Thirteen Hours - Francis Gideon, 1.5/5, 73
If goodreads hadn't told me otherwise, I'd have assumed this was Francis Gideon's first book. The plot showed definite potential, but was very poorly executed and the characters were two-dimensional and caricatures. The writing was choppy and needed editing, and at a mere 73 pages, the author wanted to do far too much, and had to rush through the various stages of the plot (which actually turned out to be a good thing... I doubt I would have finished it, had it been much longer). For a book containing zombies, it was awfully tame, with not even the fear of an attack to add tension to the story, and unfortunately the main love-story seemed tacked on and completely unbelievable.

A shame.

A List of Cages - Robin Roe, 3/5, 320 pages
The writing-style took some getting used to - to the point that the first 25% took me 2 months to read, and I then finished the last 75% in one sitting!

I wasn't as blown away by this book as other reviews had let me to hope I would be. As already mentioned it took some getting into, and while I loved the growing friendship between Julian and Adam and his friends (definite shades of "The Perks of Being a Wallflower" there!) and found the middle part of the book captivating, the lack of communication and trust in adults was still frustrating (Adam's mother especially). Worst of all, the ending was deeply unsatisfying. The other issues I could have ignored or forgiven, but a poor ending means a poor lasting effect of a book.

It still deserves 3 stars though, as it was a very powerful book up until then. With a better ending, it could easily have been a 5-star read.
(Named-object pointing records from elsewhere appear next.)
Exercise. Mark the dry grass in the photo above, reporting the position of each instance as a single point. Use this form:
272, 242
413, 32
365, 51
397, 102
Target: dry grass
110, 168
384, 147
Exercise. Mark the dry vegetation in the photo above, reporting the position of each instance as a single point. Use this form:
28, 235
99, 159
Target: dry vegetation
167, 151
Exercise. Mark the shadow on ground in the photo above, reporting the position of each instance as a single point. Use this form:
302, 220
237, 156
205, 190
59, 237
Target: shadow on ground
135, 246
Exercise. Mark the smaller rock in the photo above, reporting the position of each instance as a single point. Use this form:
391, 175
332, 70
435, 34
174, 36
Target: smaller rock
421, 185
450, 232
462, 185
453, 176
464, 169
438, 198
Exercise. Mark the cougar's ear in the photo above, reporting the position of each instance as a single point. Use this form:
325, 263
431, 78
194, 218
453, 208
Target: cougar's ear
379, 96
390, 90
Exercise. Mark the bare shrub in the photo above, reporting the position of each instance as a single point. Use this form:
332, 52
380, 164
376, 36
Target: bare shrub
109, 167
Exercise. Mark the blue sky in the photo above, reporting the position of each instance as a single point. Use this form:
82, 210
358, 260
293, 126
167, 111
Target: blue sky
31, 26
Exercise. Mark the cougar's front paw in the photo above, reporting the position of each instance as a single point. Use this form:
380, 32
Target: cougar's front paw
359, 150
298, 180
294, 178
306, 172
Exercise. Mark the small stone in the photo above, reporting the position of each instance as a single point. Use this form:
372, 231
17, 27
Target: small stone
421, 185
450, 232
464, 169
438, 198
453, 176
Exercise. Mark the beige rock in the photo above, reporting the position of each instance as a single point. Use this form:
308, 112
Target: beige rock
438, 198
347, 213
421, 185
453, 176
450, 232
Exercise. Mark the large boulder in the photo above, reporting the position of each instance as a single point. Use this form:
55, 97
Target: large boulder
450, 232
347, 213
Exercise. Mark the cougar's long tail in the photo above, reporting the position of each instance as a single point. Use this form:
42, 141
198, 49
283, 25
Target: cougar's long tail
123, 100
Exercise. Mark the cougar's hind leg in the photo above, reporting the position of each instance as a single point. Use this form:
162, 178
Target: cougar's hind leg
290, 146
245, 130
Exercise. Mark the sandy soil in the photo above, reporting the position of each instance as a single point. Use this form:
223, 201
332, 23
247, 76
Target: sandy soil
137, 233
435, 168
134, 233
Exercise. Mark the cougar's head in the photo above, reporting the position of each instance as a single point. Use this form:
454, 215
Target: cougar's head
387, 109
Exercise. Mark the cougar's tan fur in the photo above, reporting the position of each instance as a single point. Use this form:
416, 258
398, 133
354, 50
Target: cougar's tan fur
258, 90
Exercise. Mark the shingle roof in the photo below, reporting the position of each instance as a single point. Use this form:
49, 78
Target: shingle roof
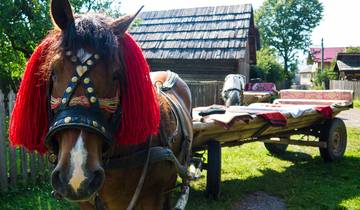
329, 53
197, 33
348, 62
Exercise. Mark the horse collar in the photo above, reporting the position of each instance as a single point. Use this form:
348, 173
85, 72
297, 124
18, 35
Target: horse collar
86, 116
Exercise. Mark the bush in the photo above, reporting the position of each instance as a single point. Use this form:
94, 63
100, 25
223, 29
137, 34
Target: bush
267, 68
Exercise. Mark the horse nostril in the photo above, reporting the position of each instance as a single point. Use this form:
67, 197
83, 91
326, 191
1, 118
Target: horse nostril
98, 179
56, 180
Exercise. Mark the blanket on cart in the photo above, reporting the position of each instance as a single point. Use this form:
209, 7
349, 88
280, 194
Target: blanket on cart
275, 114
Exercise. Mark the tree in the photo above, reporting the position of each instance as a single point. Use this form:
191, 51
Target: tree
352, 50
286, 26
23, 23
267, 68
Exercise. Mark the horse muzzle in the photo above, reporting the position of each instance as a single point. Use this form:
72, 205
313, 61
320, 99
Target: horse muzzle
79, 190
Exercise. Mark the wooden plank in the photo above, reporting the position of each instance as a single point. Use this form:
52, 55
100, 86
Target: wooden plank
24, 165
13, 156
41, 161
347, 85
33, 171
3, 168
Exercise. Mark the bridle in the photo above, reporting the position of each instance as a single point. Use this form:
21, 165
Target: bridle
70, 112
85, 112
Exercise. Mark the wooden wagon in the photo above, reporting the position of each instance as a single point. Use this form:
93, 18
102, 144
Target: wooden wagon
277, 125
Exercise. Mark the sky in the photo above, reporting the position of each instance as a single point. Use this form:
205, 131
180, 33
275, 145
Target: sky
339, 26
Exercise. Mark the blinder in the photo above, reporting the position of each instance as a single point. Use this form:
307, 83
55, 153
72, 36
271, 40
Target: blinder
89, 118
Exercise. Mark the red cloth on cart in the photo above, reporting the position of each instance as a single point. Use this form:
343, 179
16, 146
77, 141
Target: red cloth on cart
326, 111
275, 118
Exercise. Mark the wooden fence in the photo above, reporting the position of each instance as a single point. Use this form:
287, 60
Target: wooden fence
347, 85
205, 93
17, 166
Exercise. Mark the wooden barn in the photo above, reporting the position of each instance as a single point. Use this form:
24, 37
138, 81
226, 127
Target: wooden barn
199, 43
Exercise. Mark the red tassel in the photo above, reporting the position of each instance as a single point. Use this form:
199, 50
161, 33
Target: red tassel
140, 107
29, 119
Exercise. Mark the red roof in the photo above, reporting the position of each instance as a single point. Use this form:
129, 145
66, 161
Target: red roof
330, 53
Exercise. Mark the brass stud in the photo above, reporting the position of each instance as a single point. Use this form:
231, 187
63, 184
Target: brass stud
74, 79
68, 90
89, 62
80, 70
67, 119
93, 99
90, 89
86, 80
52, 158
73, 59
85, 68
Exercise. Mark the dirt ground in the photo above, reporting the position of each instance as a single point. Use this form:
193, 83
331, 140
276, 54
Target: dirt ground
351, 117
260, 201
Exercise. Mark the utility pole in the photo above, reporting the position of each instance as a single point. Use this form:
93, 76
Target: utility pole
322, 54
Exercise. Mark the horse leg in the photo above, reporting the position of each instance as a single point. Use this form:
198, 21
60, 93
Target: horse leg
167, 202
The New Rector - Rebecca Shaw, 3/5, 264 pages
A nice account of life in an English village - written in much the same style as Rosamunde Pilcher and Maeve Binchy (although a LOT more simplistic). It was extremely soap-opera'ish at times, but despite its weaknesses and occasional OTT'ness, I ended up really enjoying it. The characters were likable and (with certain memorable exceptions) believable, and I got to really care for them.

Not high literature in ANY kind of way (see above re. soap opera), but a fun read, if you're able to keep your eye-rolling at bay.

Truly, Madly, Guilty - Liane Moriarty, 3/5, 415 pages
I approached this book with very high expectations, as I've loved everything else I've read by Liane Moriarty. Unfortunately, it couldn't live up to those expectations at all. Liane Moriarty used much the same tactic of foreshadowing/hinting/secrecy as in "Big Little Lies", but whereas I loved it in BLL, it just didn't work at all here, and instead came across as being rather silly. (I think the difference is that in BLL the surprise came later chronologically, whereas here, it was danced around as something that happened in the past - which just made me roll my eyes and want to yell at Moriarty to just reveal it already!)

So why still 3 stars? Despite my annoyance at her ridiculous use of foreshadowing, I do enjoy Liane Moriarty's writing style, and the pages almost turned themselves. I liked that the characters were generally nice to one another, and I liked that people talked things through, instead of letting misunderstandings and lack of communication ruin their lives. It made for a refreshing change :)

Half Bad - Sally Green, 3.5/5, 380 pages
I think, possibly, my expectations were too high. I liked it well enough, and found myself nicely entertained, but I never really got interested in Nathan's plight, and though Sally Green used too much of the book to define the universe and set the stage for the next book, and too little on the actual plot.

So though very little was actually resolved in this book, I'm in no rush to run out and pick up the next one. But I do understand the high ratings it has received - it was good... just not for me.

Book of the Month: A toss between The Lightning-Struck Heart and The Chemist. Both amazing books in VERY different ways.
Biggest disappointment: Again a toss between Thirteen Hours and The Last to Die. The former was worse, but at least it was short and quickly over. The latter had more potential and therefore disappointed more.